The list of those with a vested interest in consciously or non-consciously muddying the waters of mental health outcomes (fake news) is staggering and include Charities, IAPT and Independent Practitioners. Consumers, Businesses and Clinical Commissioning Groups beware!

Most client’s of mental health services are glad of the help proferred, they find them ‘soothing’ but this is a far cry from recovery from identifiable disorder. I’ve just put ‘Voltarol’ on my sprained ankle it is soothing, less of a burning sensation, but it doesn’t actually speed up the rate of recovery or increase gait velocity (improvement). Recovery would be back to what I was before I crumpled getting out of the taxi. Blurring the distinction between soothing, improvement and recovery is good for the marketing of a product, analgesic/wares of a mental health service provider, but the ‘injured’ are not well served and ill equipped to protest.
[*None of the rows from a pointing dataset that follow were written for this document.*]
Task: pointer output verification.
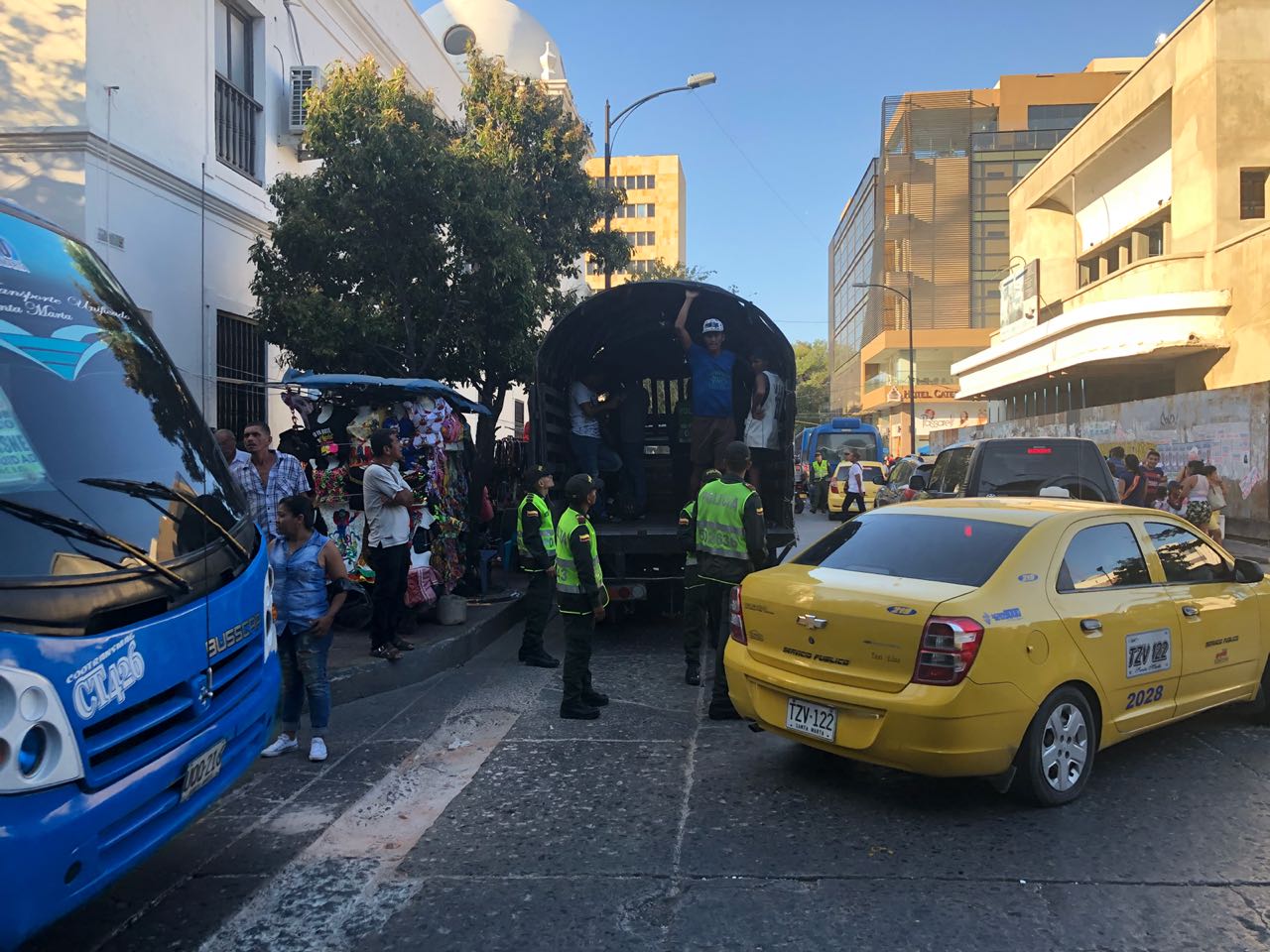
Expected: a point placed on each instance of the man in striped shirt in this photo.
(267, 477)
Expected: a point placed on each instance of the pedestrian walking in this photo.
(698, 616)
(1196, 489)
(583, 597)
(730, 542)
(714, 424)
(820, 484)
(267, 476)
(304, 562)
(589, 451)
(1134, 483)
(388, 500)
(535, 540)
(762, 430)
(855, 485)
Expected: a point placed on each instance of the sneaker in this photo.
(579, 711)
(281, 746)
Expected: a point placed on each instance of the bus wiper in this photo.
(81, 531)
(149, 492)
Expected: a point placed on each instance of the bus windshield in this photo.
(105, 465)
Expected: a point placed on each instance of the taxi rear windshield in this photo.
(917, 546)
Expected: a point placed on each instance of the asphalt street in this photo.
(462, 814)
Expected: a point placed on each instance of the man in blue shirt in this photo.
(714, 422)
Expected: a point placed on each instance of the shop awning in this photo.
(381, 389)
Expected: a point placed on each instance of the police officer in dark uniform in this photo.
(731, 542)
(583, 597)
(698, 615)
(535, 540)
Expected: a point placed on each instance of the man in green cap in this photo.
(535, 540)
(580, 588)
(698, 615)
(730, 542)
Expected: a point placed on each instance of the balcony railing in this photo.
(236, 121)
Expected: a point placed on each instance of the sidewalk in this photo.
(354, 674)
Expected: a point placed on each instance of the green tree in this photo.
(812, 362)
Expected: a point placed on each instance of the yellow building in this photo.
(654, 216)
(931, 221)
(1147, 236)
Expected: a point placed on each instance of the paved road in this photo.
(463, 815)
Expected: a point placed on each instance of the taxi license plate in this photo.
(815, 720)
(200, 771)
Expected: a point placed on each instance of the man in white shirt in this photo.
(388, 500)
(588, 448)
(855, 484)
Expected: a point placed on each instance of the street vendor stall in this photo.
(334, 416)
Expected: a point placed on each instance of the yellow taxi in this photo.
(1011, 639)
(874, 476)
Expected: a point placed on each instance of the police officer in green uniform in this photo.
(820, 483)
(698, 615)
(535, 540)
(580, 587)
(731, 542)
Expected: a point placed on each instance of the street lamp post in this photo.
(912, 357)
(695, 81)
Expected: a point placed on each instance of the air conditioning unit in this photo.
(303, 79)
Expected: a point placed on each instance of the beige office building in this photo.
(930, 218)
(1147, 230)
(654, 216)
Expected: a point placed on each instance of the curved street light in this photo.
(695, 81)
(912, 357)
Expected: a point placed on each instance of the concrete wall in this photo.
(1229, 428)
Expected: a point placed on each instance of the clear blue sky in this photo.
(799, 89)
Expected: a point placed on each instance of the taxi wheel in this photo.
(1057, 757)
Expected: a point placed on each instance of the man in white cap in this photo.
(714, 422)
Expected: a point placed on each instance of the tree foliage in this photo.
(812, 362)
(423, 246)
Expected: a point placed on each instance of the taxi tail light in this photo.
(735, 620)
(949, 648)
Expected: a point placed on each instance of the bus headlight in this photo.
(37, 746)
(271, 630)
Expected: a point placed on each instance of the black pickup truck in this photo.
(627, 334)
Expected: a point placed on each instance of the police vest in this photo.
(547, 532)
(721, 520)
(567, 570)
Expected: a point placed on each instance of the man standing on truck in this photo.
(535, 540)
(714, 425)
(698, 615)
(820, 484)
(583, 597)
(731, 542)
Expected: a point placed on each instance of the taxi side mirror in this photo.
(1247, 570)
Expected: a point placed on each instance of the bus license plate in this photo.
(815, 720)
(200, 771)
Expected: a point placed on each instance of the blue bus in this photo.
(837, 435)
(139, 666)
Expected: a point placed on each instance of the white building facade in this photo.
(150, 128)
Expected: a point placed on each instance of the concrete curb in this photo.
(439, 653)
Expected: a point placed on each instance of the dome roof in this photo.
(500, 28)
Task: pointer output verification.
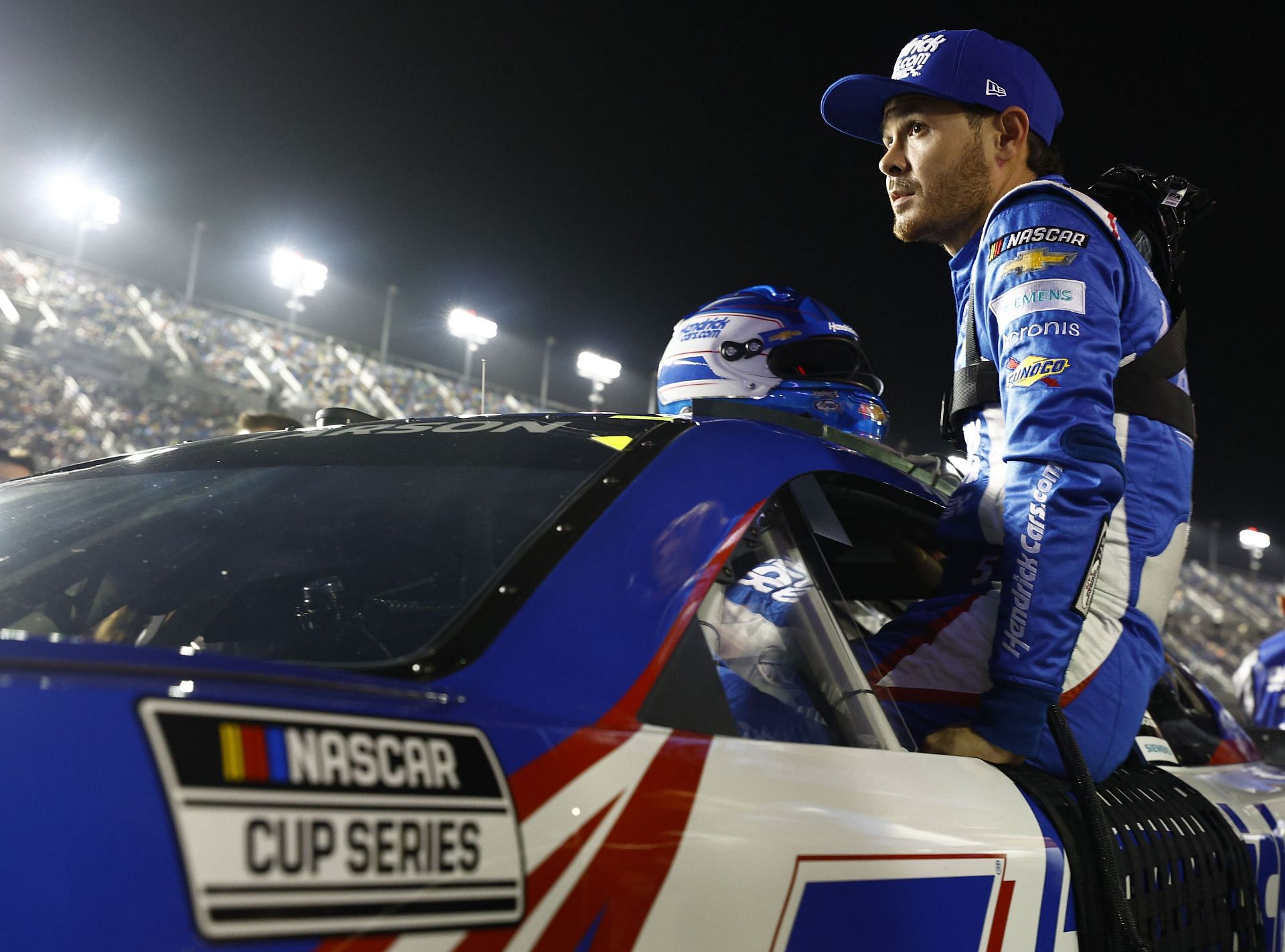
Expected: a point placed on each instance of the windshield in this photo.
(313, 547)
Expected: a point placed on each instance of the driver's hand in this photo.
(962, 741)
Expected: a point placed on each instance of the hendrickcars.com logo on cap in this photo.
(965, 66)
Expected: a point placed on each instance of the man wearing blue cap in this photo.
(1067, 536)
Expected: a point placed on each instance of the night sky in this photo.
(595, 171)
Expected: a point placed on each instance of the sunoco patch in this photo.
(293, 823)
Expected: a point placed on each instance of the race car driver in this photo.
(783, 350)
(1067, 536)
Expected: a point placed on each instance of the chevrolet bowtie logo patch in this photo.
(1035, 260)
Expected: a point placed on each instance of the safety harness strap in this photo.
(1141, 386)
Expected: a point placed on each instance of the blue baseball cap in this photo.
(965, 66)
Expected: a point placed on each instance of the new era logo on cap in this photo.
(965, 66)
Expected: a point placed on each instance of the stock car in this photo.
(449, 685)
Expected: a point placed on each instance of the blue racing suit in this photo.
(1065, 537)
(1260, 682)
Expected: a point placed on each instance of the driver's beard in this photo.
(951, 202)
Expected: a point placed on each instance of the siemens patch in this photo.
(1045, 294)
(1044, 233)
(293, 823)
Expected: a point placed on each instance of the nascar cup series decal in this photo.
(293, 823)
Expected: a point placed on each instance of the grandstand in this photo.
(94, 363)
(1216, 618)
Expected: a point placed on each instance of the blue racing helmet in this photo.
(776, 347)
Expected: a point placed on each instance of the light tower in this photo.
(92, 209)
(298, 275)
(475, 330)
(600, 371)
(1254, 543)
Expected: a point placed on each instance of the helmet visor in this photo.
(820, 357)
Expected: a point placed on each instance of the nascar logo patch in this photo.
(1041, 233)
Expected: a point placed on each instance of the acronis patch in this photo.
(1033, 368)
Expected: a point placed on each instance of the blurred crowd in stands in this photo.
(185, 371)
(90, 365)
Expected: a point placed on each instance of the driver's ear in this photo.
(1013, 126)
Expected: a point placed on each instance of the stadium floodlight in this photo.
(599, 371)
(1254, 543)
(92, 209)
(475, 330)
(298, 275)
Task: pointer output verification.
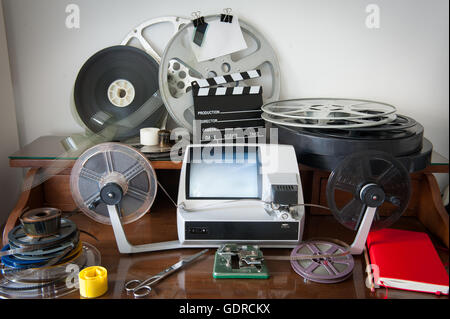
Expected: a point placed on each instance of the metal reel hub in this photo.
(368, 179)
(113, 174)
(179, 66)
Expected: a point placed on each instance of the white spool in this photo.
(121, 93)
(149, 136)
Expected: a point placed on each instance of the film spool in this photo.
(41, 222)
(179, 67)
(67, 232)
(354, 174)
(93, 281)
(47, 283)
(114, 84)
(322, 269)
(119, 164)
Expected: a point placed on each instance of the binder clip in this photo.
(226, 16)
(200, 28)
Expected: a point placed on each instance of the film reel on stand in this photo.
(35, 263)
(379, 190)
(324, 131)
(103, 166)
(179, 67)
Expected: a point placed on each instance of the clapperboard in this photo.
(219, 108)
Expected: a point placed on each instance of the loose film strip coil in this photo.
(41, 222)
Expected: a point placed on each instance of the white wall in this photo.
(10, 178)
(324, 49)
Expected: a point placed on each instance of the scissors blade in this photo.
(181, 263)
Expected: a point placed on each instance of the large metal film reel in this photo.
(328, 109)
(361, 171)
(113, 163)
(328, 113)
(140, 38)
(179, 67)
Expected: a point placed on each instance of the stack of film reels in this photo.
(325, 130)
(124, 88)
(43, 256)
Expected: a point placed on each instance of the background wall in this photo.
(9, 141)
(324, 48)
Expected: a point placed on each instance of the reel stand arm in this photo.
(124, 245)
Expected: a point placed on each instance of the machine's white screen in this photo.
(225, 180)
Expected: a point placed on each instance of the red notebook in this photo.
(406, 260)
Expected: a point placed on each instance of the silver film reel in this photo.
(113, 163)
(140, 35)
(179, 67)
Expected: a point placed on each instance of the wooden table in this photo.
(425, 213)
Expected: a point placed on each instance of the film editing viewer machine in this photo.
(234, 197)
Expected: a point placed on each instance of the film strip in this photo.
(228, 113)
(224, 79)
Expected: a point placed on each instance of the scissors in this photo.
(143, 288)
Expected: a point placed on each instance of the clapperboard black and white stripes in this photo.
(220, 108)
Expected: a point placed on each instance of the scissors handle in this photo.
(132, 285)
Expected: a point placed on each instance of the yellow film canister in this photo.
(93, 281)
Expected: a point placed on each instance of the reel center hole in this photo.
(121, 93)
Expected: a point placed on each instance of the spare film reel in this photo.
(48, 282)
(358, 172)
(121, 92)
(113, 164)
(112, 85)
(322, 113)
(179, 67)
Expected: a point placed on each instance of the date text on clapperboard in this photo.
(218, 109)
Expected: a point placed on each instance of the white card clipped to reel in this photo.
(373, 181)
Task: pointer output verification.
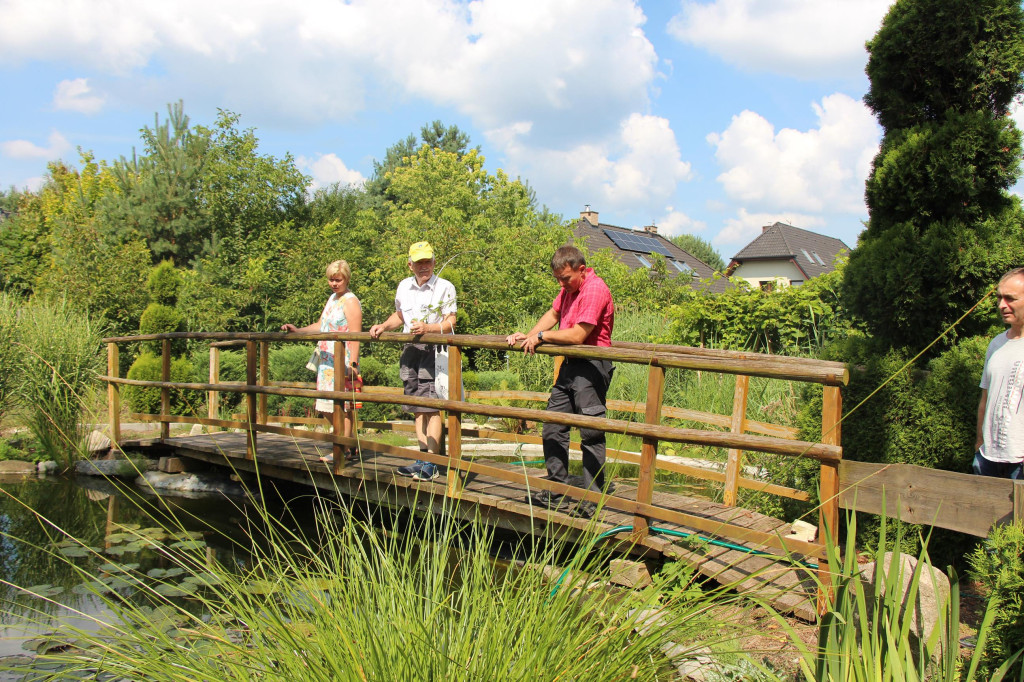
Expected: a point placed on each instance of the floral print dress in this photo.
(333, 320)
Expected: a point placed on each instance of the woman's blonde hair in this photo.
(340, 268)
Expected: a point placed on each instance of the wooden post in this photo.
(213, 397)
(113, 395)
(735, 461)
(251, 416)
(454, 441)
(165, 393)
(264, 378)
(648, 448)
(832, 415)
(338, 421)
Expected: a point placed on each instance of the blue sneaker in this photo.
(427, 472)
(410, 470)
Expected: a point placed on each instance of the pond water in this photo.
(90, 524)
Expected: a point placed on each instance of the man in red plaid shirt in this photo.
(585, 314)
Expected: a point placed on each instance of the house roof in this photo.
(813, 254)
(628, 246)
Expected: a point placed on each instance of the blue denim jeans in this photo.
(983, 467)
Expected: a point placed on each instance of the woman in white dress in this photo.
(341, 313)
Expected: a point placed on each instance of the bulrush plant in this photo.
(59, 360)
(393, 598)
(865, 635)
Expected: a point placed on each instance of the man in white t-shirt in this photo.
(424, 303)
(1000, 424)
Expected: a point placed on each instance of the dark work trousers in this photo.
(581, 389)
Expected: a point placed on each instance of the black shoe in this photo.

As a consequence the juggernaut of existing services continues. There is a pressing need to go beyond expressions of client satisfaction.

 

E-cigarettes look like a good way of helping people giving up smoking cigarettes, but the long term effects are unknown, a Parliamentary Committee has just been appointed to look at the matter. There is an understandable wariness about wide dissemination in the abscence of evidence.  But there is no such critical awareness when it comes to mental health.